The announcement was preceded by media reports that Russia is amassing unprecedented military power in the Arctic and testing the latest weapons to defend its northern coast and open a key shipping route from Asia to Europe.

Weapons experts and Western officials have expressed particular concern about Russia’s “superweapon” – the Poseidon 2M29 torpedo.

This unmanned stealth torpedo is powered by a nuclear power plant and is designed to bypass coastal defense systems, for example, American ones, along the seabed.

According to Russian officials, the device is designed to deliver a warhead with a yield of several megatons, the use of which can cause a radioactive wave that will render targeted sections of the coastline uninhabitable for several decades.

Satellite images provided to CNN by technology company Maxar detail the serious and continuous buildup of Russian military bases and equipment along the country’s Arctic coast. They also show underground warehouses, probably intended for storing Poseidons and other new high-tech weapons.

Other Russian equipment in the Far North, according to experts, includes bombers and MiG-31BM aircraft, as well as new radar systems near the coast of Alaska.

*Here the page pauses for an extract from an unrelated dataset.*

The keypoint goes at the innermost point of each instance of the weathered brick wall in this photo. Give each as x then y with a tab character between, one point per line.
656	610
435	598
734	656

“Obviously, the Russians are posing a military challenge in the Arctic,” an unnamed senior State Department official told CNN. “This has implications for the United States and its allies, not least because it creates opportunities for projection of military power all the way to the North Atlantic.”

The US has interests in the Arctic, Kirby said.

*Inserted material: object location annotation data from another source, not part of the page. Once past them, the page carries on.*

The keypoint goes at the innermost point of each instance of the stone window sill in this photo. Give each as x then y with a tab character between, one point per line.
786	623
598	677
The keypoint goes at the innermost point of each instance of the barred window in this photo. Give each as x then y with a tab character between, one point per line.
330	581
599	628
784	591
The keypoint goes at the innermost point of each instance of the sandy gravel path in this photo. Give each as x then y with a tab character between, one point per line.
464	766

“We certainly recognize that the region is a vital territory for our own defenses and a potential strategic corridor between the Indo-Pacific region, Europe and our homeland, making it vulnerable to growing competition,” Kirby said. “We are committed to upholding US national security interests in the Arctic by maintaining a rules-based order in the region, especially through a network of our allies and partners in the Arctic who share the same deep mutual interests that we do.”

The Arctic Strategy, presented to Congress by the Department of Defense in 2019, outlines the three goals of the Defense Department in the Arctic: protecting the United States, ensuring freedom and openness of common spaces, and rivalry when necessary to maintain a favorable balance of power in the region.

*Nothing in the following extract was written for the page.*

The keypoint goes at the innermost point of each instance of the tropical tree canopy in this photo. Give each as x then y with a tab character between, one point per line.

“The Arctic is a potential corridor between the Indo-Pacific region, Europe and the United States for enhanced strategic rivalry,” the report said. “Strategic rivals can take malicious or coercive action in the Arctic to achieve their goals in those regions.”

Kirby said the US military is well aware of Russia’s activities in the Arctic, and reiterated that the US has interests to defend.

“Of course we are watching this, and as I said, we have national security interests there that we have to defend,” he said. “As I said, nobody is interested in militarizing the Arctic.”